La Peur de Montalbano de Andrea Camilleri

La Paura di Montalbano

La Peur de Montalbano

Le mardi 28 décembre 2004 par Sheherazade

Recueil de six nouvelles, trois très courtes et trois longues, celles-ci comportant de vraies intrigues policières où se retrouvent les thèmes chers à l’auteur, à savoir la dénonciation des malversations de la mafia, ou autres crimes au sein de la bourgeoisie. Les récits courts sont des clins d’oeil à l’astuce du commissaire Salvo Montalbano.

- Giorno di febbre  : le commissaire, fièvreux, cherche en vain un thermomètre. Près de la pharmacie, un échange de coups de feu a blessé une jeune passante ; un vagabond lui sauve la vie provocant la curiosité du commissaire.

-  Dans Ferito a morte, Montalbano est appelé sur les lieux du meurtre d’un odieux usurier dont la nièce, simplette, est perturbée et affolée, d’autant plus qu’elle a tiré sur le voleur ; pourtant le commissaire a des soupçons. Parallèlement il doit enquêter sur la disparition du garçon de course amoureux de la gamine.

- Un cappello pieno di pioggia  : à Rome pour raisons administratives, le commissaire n’est pas du tout de bonne humeur, d’autant plus que le mauvais temps s’en mêle. Le hasard lui a fait retrouver un ami de jeunesse, qui insiste pour l’inviter chez lui. En route vers le rendez-vous, Montalbano est intrigué par les agissements d’un jeune homme agressif, fort désireux de récupérer un chapeau.

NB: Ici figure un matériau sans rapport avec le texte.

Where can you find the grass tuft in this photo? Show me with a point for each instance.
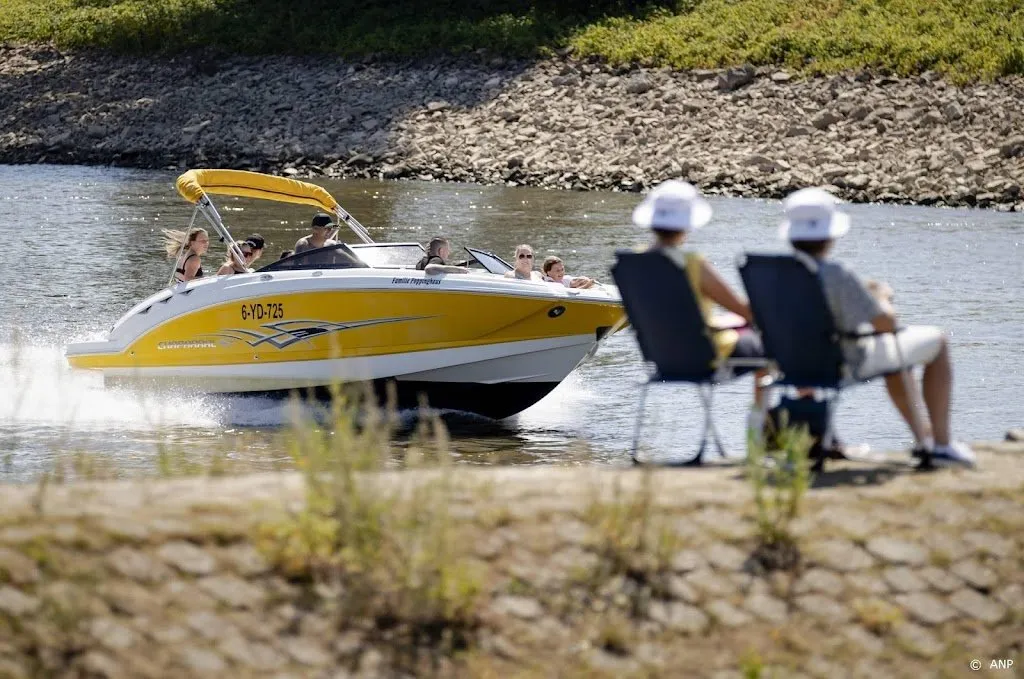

- Il quarto segreto  : de retour à Vigàta, une lettre anonyme arrivée en retard, met le commissaire sur la piste du meurtre d’un maçon albanais, qui s’avérera être un agent de la brigade des stupéfiants. Malgré leurs réticences respectives, Montalbano et le chef de la gendarmerie devront unir leurs forces pour arrêter le meurtrier. Catarella, le plus idiot de ses assistants, aidera le commissaire dans cette tâche par le plus grand des hasards. Une nouvelle occasion pour l’auteur de dénoncer les hommes d’affaires corrompus par la mafia.

- La paura di Montalbano  : entraîné pour un séjour à la montagne par Livia, son amie de coeur génoise, le commissaire, au cours d’une promenade solitaire, sauve un couple littéralement au bord du précipice ; couple en apparence sans histoire, mais chacun sait à quel point les apparences sont trompeuses.

- Meglio lo scuro  : le curé du village vient trouver le commissaire à cause d’une confession qu’on lui a faite ; il est pressé d’entraîner Montalbano chez la moribonde afin qu’elle lui avoue qui est l’auteur d’un crime commis cinquante ans auparavant. Bien que son bras droit et ami, Augello, le lui déconseille, le commissaire va enquêter sur cette affaire ; la solution sera un cas de conscience pour Montalbano qui se demande souvent si toute vérité est bonne à dire.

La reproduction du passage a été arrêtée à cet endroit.